The Sakharov conditions for generating a matter-antimatter asymmetry are: (1) baryon number violation, (2) C and CP violation, (3) departure from thermal equilibrium. The Standard Model satisfies all three conditions in principle. Why is the SM insufficient to explain the observed baryon asymmetry?
ABecause baryon number is exactly conserved in the Standard Model
BBecause while the SM has all three ingredients (sphaleron processes violate B+L, the CKM phase provides CP violation, and the electroweak phase transition provides departure from equilibrium), the amount of CP violation is too small by ~10 orders of magnitude, and for m_H = 125 GeV the electroweak phase transition is a smooth crossover rather than the required first-order transition
CBecause the SM predicts equal amounts of matter and antimatter
DBecause the Sakharov conditions require physics at the Planck scale
Electroweak sphalerons (non-perturbative field configurations) violate B+L but conserve B-L, satisfying condition (1). The CKM phase provides CP violation, but its contribution to the baryon asymmetry is proportional to a Jarlskog-like invariant that is tiny (~10^{-20}), failing condition (2) quantitatively. For condition (3), a first-order electroweak phase transition would provide the necessary departure from equilibrium, but the Higgs mass of 125 GeV makes the transition a smooth crossover. Both conditions (2) and (3) must be enhanced by new physics.
Question 2 Short Answer
In thermal leptogenesis, the lightest right-handed neutrino N_1 decays to lepton-Higgs pairs (N_1 -> l H and N_1 -> l-bar H-bar). CP violation in the interference between tree and loop diagrams produces a lepton asymmetry. What is the Davidson-Ibarra bound?

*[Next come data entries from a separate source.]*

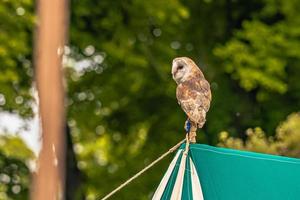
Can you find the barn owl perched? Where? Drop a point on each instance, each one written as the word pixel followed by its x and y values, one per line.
pixel 193 92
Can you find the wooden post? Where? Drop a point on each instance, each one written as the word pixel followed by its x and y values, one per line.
pixel 49 180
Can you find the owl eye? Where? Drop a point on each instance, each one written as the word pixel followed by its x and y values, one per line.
pixel 180 67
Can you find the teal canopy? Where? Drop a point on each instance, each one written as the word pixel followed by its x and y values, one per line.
pixel 212 173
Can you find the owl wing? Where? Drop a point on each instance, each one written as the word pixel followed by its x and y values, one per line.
pixel 194 97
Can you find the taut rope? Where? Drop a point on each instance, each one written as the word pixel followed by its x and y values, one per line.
pixel 143 170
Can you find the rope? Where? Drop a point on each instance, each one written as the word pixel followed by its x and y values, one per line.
pixel 143 170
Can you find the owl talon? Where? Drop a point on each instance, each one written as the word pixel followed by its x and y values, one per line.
pixel 187 125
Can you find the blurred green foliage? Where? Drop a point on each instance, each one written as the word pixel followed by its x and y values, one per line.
pixel 122 109
pixel 15 157
pixel 284 142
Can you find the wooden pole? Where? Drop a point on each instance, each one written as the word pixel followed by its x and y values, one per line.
pixel 49 180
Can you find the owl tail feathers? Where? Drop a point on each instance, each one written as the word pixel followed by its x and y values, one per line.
pixel 191 129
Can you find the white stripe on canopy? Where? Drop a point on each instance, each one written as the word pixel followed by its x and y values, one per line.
pixel 160 189
pixel 196 187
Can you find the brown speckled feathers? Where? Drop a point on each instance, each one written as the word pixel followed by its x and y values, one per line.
pixel 193 93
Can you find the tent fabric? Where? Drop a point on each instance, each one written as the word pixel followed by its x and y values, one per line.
pixel 213 173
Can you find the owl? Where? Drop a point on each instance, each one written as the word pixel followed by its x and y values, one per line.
pixel 193 92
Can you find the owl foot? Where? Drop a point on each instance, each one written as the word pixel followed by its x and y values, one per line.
pixel 191 129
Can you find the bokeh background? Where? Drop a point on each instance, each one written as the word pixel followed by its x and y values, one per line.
pixel 121 107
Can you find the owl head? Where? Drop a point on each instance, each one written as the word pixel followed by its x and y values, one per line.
pixel 184 68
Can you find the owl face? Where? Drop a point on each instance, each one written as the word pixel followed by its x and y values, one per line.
pixel 181 69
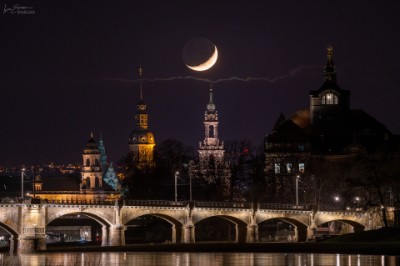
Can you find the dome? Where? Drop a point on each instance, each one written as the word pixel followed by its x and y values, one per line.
pixel 91 146
pixel 141 136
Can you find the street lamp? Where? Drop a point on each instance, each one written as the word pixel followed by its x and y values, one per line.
pixel 297 190
pixel 176 185
pixel 22 182
pixel 337 198
pixel 190 186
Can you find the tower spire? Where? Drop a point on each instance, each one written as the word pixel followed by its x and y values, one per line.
pixel 140 80
pixel 329 69
pixel 211 105
pixel 211 94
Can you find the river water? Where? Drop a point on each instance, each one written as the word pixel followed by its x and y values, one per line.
pixel 198 259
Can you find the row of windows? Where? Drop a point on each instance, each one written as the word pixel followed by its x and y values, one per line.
pixel 96 162
pixel 289 168
pixel 330 98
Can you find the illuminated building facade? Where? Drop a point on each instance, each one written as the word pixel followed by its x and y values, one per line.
pixel 89 188
pixel 212 167
pixel 141 140
pixel 315 143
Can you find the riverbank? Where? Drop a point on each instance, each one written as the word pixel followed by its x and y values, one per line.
pixel 385 241
pixel 310 247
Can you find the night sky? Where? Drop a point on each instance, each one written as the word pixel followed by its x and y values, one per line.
pixel 71 68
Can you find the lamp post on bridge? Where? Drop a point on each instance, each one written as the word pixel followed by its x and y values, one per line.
pixel 22 182
pixel 297 191
pixel 176 185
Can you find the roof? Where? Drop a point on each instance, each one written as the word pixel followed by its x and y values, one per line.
pixel 330 85
pixel 361 128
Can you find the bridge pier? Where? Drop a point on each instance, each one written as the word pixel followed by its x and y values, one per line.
pixel 173 237
pixel 104 236
pixel 188 235
pixel 310 233
pixel 28 244
pixel 117 235
pixel 13 244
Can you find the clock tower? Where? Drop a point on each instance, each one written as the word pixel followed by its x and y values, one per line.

Think about your answer, then reveal below.
Model answer: The Davidson-Ibarra bound is an upper limit on the CP asymmetry epsilon_1 in the decay of N_1: |epsilon_1| <= (3 M_1 / (16 pi v^2)) * (m_3 - m_1), where M_1 is the mass of N_1, v = 246 GeV is the Higgs vev, and m_3, m_1 are the heaviest and lightest light neutrino masses. For hierarchical light neutrinos with m_3 ~ sqrt(Delta m^2_{atm}) ~ 0.05 eV, successful leptogenesis requires M_1 > ~10^9 GeV. This implies that the right-handed neutrinos must be very heavy, and the mechanism cannot be directly tested at colliders. However, the connection between leptogenesis and neutrino masses (through the seesaw mechanism) makes it a testable framework: the neutrino mass matrix parameters constrain the leptogenesis parameter space.
The Davidson-Ibarra bound is one of the most important results in leptogenesis because it sets a minimum scale for the mechanism. Alternative scenarios (resonant leptogenesis, where two right-handed neutrinos are nearly degenerate) can evade this bound and allow leptogenesis at lower scales, potentially within reach of collider experiments.
Question 3 Multiple Choice
Electroweak sphalerons convert a lepton asymmetry into a baryon asymmetry. This conversion is described by the relation B = (28/79) * (B - L) in the SM (or B = (8/23) * (B - L) in the MSSM). Why is B - L the relevant quantity?
ABecause B - L is easier to measure than B or L separately
BBecause electroweak sphalerons violate B + L but conserve B - L — any primordial B + L asymmetry is washed out by sphalerons in thermal equilibrium, while the B - L asymmetry is preserved; leptogenesis generates a nonzero B - L (specifically L != 0 with initial B = 0), which sphalerons then redistribute into both B and L, creating the observed baryon asymmetry
CBecause B and L are not individually defined in the Standard Model
DBecause B - L is quantized while B + L is not
Sphalerons are non-perturbative electroweak processes that change B and L by multiples of 3 (one unit per generation) while keeping B - L fixed. At temperatures above ~100 GeV, sphalerons are in thermal equilibrium and efficiently erase any B + L asymmetry. Leptogenesis produces L != 0 (and B = 0), giving B - L = -L. Sphalerons then convert this to B = (28/79) * (B - L) and L = -(51/79) * (B - L), producing the observed baryon asymmetry. This is why B - L must be nonzero for any baryogenesis mechanism that operates above the electroweak scale.